Saturday, May 05, 2012

Hey Mitt, Go Fuck Yerself....

Hey, I usually don't drink and well, I try not to use coarse language, at least when their are women and children in the room, and usually, when people attack me like this I work it off by building houses for folks and readingGoodnight Moon to little baby goats at this petting zoo near my house. But Rosalynn's on a trip with relatives, and... and I just got to thinking about some of the stuff that's being said out there. Anyway, next thing I know, I'm back from the package store, and the Wild Turkey isn't even out of the bag, but I've already had a few. Lemme just get this out, before I overthink it.
Mr. Romney, I would like to sincerely and cordially invite you to go fuck yourself. Is that clear enough? As a longtime peace negotiator I'm always trying to find exactly the right words to convey the full nuance of what I'm trying to communicate. So let me add that I hope you get beaten in this race in an ugly and embarrassing spectacle, and that it actually causes you to soil your shorts in public, you smarmy, creepy, robotic freak.

I know your handlers are making you throw my name out there as a sort of catchall term for liberal wimp, so you can link me to Obama. Those handlers can go fuck themselves too by the way.
Let me see if I got this: You're calling me a wuss, because of the hostage crisis and the failed rescue mission. Because I didn't go in there and just bomb the crap out of everything that moved, crush the government, and bring back whoever survived. And that I often used restraint, and I always tried to negotiate instead of sending in the Marines, and so I wasn't a strong leader, like Ronald Reagan. Is that the narrative?
Yeah, well, here's something you and Reagan and most of the 2012 GOP candidates all have in common. You motherless jagoffs have never put on a uniform. I actually served in a goddamn submarine - do you have any idea how small and claustrophobic those bastards are, and how unnerving it is to be out there under enough water to kill you if something goes wrong? Military people of all branches live with the constant threat of death, and so when you become the Commander in Chief your job is to not treat them like extras in an over budget action film. Sometimes I think I'm the last president who realized that.
The other fact that has not yet dawned on you is that every action you take has consequences that last long after you're gone. The whole reason we were in a conflict with the Iranians in 1979 was that back in 1953 the CIA thought it'd be cute if we toppled their government and help put in the Shah. That's why they're a pain in our balls, even now. They're mad at how we don't treat the lives of people in their country - hell, the whole region - like they're actually worth something.
Instead of blowing stuff up, I got the Soviets to sign an agreement on human rights at the Helsinki Accords. Everyone called me King of the Pussies for that one. You know who didn't?Lech Walesa. In Robert Gates's spy memoir, he talks about how Walesa said the agreement gave dissident groups in Poland a way to begin attacking the brutal regime in their country. Gates also writes that an entire generation of dissidents in Russia itself say it inspired them to push for change. So we did something smart. We did something right. And no one had to put a hundred thousand troops in harm's way or create a secret prison so we could waterboard people.
By the way, you know why I treated foreigners like their lives were worth something? Because I was the first modern evangelical president. I actually have a relationship with Jesus. And contrary to what you may have heard at your GOP fundraisers, He's actually not that big on indiscriminate killing. You right wing folks say you're all up in His grill, but I honestly don't even recognize the violent, bigoted hillbilly you assholes pray to.
Anyway, I gotta clean up. Rosalynn'll be home soon and there are Slim Jim wrappers everywhere. But think about what I said, Mitt. You're going to lose this thing and lose it bad. And when you do, maybe try to learn a little from it, okay?
Jesus loves you. may want to cock punch you myself, but He is good that way. He got me through that rabbit thing. He'll get me through this. And Tylenol will help.

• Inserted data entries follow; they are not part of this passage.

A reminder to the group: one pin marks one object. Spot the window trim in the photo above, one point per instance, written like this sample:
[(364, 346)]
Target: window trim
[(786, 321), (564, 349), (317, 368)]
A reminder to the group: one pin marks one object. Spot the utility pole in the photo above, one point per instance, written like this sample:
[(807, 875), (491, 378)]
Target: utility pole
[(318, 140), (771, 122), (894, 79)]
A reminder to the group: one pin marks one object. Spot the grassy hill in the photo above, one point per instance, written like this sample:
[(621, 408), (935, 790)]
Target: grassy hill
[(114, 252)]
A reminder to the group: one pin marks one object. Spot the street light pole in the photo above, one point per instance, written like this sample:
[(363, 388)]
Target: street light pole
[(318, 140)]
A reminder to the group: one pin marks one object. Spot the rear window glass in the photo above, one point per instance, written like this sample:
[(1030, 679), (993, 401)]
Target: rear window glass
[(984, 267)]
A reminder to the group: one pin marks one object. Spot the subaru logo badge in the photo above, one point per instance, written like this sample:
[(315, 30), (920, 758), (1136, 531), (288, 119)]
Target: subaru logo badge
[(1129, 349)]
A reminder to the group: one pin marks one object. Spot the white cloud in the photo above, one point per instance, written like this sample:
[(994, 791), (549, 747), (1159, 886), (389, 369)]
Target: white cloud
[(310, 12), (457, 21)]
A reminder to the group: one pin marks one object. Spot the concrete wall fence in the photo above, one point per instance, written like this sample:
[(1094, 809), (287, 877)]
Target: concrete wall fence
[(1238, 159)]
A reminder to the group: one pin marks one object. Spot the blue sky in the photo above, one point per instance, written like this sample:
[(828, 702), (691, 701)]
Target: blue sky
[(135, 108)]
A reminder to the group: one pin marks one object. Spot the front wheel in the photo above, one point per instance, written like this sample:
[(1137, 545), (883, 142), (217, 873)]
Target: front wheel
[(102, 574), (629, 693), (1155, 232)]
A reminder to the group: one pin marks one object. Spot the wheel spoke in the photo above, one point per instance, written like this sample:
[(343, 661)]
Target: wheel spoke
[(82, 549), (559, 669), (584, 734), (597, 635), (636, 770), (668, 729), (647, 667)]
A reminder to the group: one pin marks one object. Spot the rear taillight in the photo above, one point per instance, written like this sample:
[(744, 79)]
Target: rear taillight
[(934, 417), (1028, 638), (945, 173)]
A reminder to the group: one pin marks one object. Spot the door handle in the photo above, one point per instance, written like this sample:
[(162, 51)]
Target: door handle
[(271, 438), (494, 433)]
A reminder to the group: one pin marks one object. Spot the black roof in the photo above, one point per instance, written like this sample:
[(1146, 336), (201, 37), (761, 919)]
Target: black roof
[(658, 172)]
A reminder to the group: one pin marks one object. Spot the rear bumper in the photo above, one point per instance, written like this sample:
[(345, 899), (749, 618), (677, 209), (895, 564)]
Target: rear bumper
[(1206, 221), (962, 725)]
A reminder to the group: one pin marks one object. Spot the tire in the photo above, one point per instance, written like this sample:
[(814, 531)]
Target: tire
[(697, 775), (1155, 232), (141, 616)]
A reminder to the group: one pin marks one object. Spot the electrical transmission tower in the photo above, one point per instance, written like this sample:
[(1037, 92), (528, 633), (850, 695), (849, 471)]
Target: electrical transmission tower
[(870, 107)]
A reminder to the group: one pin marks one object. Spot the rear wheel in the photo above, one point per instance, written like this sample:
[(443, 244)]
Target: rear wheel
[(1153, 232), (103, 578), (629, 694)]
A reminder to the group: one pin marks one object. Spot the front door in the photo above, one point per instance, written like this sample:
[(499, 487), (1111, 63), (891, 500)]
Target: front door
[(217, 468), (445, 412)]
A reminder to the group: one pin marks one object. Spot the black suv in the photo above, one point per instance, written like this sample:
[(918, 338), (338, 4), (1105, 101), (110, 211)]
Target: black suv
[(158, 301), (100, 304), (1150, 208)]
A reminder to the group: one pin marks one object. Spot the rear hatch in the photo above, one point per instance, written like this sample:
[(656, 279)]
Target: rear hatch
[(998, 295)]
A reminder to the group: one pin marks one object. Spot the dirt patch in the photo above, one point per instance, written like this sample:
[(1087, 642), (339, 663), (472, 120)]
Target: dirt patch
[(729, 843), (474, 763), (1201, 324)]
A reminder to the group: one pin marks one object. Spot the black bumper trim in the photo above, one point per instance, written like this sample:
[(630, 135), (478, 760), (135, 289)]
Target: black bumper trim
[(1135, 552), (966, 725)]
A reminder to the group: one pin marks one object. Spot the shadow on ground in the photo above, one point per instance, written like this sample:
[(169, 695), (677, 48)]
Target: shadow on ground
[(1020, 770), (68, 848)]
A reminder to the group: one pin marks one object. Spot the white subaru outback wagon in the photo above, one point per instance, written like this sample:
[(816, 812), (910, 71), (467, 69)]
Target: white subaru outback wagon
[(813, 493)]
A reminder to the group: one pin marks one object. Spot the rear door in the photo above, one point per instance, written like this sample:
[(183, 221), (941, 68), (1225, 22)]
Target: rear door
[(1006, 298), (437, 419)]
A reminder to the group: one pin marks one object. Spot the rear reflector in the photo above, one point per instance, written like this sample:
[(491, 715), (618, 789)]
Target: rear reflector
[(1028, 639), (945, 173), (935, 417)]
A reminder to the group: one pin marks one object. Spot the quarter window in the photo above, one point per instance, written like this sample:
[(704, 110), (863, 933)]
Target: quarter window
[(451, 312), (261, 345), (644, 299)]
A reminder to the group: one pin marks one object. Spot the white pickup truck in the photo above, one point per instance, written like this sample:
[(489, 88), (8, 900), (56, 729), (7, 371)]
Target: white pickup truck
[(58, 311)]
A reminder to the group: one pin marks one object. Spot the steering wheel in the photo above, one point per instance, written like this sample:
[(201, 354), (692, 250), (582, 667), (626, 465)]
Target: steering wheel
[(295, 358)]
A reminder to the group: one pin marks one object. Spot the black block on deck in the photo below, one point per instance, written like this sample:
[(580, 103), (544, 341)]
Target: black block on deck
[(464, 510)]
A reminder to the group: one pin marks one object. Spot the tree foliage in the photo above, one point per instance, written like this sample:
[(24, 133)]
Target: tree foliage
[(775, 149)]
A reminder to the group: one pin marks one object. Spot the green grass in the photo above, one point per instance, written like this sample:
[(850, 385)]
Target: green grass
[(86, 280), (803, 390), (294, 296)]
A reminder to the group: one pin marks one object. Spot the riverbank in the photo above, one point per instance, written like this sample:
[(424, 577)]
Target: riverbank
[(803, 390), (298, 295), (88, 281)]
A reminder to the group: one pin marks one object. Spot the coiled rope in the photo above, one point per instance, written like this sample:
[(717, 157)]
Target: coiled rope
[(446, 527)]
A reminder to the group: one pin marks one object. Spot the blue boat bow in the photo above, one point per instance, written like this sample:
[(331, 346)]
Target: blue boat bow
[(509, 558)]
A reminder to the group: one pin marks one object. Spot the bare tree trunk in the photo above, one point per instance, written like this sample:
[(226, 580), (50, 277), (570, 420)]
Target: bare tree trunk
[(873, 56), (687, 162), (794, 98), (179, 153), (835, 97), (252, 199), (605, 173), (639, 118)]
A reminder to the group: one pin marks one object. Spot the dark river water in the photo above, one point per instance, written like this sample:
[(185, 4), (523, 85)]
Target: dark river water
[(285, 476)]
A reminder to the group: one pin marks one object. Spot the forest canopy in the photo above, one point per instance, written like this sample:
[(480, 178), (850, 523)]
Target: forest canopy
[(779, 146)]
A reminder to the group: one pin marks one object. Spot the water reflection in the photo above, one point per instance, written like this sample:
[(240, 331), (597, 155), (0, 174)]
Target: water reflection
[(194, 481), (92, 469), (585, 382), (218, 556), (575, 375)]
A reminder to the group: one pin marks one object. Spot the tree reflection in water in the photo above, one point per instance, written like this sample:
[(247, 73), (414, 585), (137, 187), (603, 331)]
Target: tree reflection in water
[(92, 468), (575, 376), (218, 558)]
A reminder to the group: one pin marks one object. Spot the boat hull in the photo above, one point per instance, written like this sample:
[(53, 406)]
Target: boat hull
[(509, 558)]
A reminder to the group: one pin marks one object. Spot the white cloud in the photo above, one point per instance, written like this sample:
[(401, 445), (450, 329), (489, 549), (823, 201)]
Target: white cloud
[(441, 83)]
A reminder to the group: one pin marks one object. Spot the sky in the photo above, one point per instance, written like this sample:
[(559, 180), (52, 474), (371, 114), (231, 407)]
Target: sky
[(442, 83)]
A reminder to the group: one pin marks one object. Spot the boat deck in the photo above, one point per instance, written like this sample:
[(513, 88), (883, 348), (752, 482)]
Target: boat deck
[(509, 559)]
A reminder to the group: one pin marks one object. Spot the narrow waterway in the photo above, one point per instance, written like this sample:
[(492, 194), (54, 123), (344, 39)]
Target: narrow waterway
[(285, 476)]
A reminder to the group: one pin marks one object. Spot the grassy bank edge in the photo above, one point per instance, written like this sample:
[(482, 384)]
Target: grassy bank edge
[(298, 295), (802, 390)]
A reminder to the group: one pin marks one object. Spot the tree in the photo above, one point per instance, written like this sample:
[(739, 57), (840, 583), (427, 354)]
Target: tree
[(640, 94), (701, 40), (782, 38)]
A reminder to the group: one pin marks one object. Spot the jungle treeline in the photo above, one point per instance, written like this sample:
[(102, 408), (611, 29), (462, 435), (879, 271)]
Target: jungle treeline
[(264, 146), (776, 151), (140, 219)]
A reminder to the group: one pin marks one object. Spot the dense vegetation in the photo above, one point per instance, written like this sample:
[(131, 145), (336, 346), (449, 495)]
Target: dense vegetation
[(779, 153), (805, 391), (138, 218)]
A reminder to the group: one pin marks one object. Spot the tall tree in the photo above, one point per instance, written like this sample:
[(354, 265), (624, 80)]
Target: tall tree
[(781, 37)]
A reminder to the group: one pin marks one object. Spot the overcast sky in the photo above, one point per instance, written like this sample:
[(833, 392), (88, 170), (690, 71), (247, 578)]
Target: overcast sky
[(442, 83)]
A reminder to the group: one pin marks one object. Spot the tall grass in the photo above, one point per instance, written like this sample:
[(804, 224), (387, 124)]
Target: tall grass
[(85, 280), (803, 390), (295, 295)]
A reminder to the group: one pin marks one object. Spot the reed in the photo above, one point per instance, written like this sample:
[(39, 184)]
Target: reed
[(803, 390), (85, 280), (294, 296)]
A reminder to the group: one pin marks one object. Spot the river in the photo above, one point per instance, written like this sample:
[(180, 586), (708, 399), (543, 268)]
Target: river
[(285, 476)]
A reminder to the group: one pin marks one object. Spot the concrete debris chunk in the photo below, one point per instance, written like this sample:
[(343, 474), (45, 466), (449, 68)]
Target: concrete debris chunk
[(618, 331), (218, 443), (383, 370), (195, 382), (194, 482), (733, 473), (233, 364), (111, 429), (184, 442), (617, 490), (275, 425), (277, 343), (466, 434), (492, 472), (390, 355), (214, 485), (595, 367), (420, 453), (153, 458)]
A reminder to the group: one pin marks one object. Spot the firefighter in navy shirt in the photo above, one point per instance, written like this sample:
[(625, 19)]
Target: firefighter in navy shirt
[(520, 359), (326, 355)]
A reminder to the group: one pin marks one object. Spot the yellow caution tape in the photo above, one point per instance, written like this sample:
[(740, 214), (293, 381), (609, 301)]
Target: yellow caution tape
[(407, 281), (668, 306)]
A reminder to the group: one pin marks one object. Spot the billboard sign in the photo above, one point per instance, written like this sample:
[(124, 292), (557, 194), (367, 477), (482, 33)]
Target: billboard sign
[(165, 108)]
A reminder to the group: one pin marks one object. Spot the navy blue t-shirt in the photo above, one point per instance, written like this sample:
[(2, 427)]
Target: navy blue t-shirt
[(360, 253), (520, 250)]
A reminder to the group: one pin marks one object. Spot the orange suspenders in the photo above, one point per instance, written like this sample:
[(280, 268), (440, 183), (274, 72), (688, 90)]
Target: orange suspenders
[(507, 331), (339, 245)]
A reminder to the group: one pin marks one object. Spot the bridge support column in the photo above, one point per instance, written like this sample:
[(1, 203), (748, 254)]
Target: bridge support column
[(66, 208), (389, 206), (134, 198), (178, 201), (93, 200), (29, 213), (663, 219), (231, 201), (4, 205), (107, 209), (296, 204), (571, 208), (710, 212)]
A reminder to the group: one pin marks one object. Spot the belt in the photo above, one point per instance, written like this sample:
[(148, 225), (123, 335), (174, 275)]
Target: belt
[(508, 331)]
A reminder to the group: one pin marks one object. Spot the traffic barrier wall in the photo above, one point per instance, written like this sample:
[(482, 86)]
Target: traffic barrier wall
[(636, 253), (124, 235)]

Engineer of Knowledge said...

Oh Mr. President….Mr. President! Engineer Of Knowledge here from the Political News Blog site of the same name. Would it be safe to say that you will not be voting for Mitty (I stole your Working Middle Class Retirement Funds through Bain Capital) Romney this up coming national election?

Mr. President….Mr. President….a follow up question please!
Is it also true that you were asked to take a video of Ann Romney having sex with a Donkey while Mitt watched, and do you intend to post it on YouTube?

Ol'Buzzard said...

Would that this were true...I would love to see President Carter come out swinging.